Home ownership is an important part of the American Dream. Often, it is taken as a symbol of prosperity and success, the pursuit of which are guaranteed in the US Declaration of Independence. As sure as death, however, there is a price we have to pay for our properties. It is called the property tax. The tax is imposed and administered by local governments, and is typically based on the assessed value of the property multiplied by the appropriate tax rate. It is levied annually although payment may be in installments within the taxable year.
There may be times, however, when homeowners, for one reason or another, struggle to meet their tax obligations. Although local tax units offer easy payment options to homeowners, such as installment payments or the opening of an escrow account for the taxes, many homeowners take out property tax loans to pay off their tax liabilities.

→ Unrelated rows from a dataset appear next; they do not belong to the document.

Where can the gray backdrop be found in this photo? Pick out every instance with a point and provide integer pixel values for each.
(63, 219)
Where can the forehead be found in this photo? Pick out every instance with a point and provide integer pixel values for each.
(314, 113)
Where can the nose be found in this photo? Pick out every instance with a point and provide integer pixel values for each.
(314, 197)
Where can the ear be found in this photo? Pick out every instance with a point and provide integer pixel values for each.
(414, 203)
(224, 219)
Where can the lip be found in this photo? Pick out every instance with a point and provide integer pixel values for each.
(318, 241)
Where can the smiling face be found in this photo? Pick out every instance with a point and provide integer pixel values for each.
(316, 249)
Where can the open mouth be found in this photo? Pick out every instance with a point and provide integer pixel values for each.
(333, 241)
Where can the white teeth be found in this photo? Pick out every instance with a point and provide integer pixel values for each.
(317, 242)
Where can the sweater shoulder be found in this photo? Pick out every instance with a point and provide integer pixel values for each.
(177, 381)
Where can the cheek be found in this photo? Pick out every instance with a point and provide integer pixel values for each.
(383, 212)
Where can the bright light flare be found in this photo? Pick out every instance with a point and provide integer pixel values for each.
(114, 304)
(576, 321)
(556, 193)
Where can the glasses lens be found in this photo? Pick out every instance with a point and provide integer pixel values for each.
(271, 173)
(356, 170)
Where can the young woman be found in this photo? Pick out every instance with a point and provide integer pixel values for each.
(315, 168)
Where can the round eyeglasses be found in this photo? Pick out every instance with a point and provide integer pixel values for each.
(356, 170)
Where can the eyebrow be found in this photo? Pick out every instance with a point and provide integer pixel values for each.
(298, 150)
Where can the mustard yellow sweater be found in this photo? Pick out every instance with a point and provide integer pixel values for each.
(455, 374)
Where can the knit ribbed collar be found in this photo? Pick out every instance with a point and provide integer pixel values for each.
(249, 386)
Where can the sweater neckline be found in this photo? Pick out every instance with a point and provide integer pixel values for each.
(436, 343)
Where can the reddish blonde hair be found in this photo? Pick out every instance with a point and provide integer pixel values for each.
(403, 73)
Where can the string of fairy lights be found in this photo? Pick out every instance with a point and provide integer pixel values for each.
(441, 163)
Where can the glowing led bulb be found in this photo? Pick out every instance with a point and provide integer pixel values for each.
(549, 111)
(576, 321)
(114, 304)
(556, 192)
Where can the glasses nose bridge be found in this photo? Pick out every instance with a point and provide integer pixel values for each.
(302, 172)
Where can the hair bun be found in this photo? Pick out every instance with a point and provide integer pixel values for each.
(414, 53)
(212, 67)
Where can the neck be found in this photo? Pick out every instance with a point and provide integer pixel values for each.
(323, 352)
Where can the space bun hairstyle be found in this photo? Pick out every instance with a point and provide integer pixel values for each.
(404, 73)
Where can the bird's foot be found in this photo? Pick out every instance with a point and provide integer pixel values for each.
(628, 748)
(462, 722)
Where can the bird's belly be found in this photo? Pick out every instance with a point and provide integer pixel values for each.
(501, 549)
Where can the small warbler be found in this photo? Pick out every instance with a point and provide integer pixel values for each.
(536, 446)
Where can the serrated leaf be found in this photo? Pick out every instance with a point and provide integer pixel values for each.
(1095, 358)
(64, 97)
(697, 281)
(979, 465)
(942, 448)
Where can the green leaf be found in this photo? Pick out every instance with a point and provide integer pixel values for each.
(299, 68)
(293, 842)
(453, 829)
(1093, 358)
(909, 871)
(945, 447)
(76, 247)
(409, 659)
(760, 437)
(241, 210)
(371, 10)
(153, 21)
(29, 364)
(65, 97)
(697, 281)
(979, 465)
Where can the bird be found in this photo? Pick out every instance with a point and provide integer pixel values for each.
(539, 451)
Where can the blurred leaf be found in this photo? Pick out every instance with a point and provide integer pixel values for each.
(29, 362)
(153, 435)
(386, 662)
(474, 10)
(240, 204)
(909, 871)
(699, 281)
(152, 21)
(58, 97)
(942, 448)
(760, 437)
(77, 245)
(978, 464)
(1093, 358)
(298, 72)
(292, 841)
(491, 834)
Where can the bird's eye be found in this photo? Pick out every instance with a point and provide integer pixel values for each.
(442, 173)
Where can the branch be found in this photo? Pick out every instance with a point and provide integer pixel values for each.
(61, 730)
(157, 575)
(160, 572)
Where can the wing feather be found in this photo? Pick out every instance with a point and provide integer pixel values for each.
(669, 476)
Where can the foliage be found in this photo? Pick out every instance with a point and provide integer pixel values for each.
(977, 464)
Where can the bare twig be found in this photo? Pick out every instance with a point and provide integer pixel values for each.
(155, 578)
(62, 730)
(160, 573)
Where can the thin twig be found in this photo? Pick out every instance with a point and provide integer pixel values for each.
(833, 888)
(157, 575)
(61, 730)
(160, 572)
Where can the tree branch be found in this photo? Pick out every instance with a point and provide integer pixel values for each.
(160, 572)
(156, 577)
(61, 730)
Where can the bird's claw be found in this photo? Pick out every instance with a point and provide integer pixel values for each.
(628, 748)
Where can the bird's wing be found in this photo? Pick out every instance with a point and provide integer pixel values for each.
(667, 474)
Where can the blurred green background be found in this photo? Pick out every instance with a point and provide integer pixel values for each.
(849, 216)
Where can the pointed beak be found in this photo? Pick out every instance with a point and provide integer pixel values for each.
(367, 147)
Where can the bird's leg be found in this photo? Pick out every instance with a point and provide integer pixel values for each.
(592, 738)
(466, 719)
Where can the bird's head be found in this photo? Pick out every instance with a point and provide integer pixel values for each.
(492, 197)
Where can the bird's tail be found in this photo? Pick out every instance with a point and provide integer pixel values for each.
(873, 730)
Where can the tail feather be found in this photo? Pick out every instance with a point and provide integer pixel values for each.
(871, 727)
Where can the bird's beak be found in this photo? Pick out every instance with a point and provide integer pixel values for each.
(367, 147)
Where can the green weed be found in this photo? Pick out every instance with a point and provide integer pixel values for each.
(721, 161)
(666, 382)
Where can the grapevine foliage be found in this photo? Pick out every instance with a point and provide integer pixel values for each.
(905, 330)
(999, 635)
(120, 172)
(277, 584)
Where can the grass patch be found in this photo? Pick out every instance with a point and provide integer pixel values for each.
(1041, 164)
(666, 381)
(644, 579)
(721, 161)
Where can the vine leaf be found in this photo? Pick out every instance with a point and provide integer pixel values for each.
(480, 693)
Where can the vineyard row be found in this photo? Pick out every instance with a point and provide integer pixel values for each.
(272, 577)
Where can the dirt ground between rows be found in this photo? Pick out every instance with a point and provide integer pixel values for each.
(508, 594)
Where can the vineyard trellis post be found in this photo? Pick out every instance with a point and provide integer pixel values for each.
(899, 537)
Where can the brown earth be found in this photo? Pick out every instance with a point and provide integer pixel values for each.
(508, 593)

This is particularly true in Texas, where delinquent tax liens are not sold but pursued directly by the government. This means that if the tax continues to remain unpaid, it is the government that forecloses the property. In other states, the local taxing units are allowed to sell delinquent tax liens to private companies, which then assume the right to collect the unpaid taxes and to foreclose if these are not settled.
In order to avoid foreclosure by the Texas local government unit, private lenders enter the picture with their property tax loans. These loans are made out to homeowners for the full amount of their tax delinquency plus closing costs and interests. Repayment schemes are usually on a multi-year basis to make them easier on the homeowners’ budgets. The lien is thus transferred to the lender, which gives him the right to foreclose the property if the loan is not paid or the owner violates the contract.
Mortgage liens take a back seat to tax liens, so that in the event that the original mortgagor forecloses, the claim of the property tax lender will have to be covered first.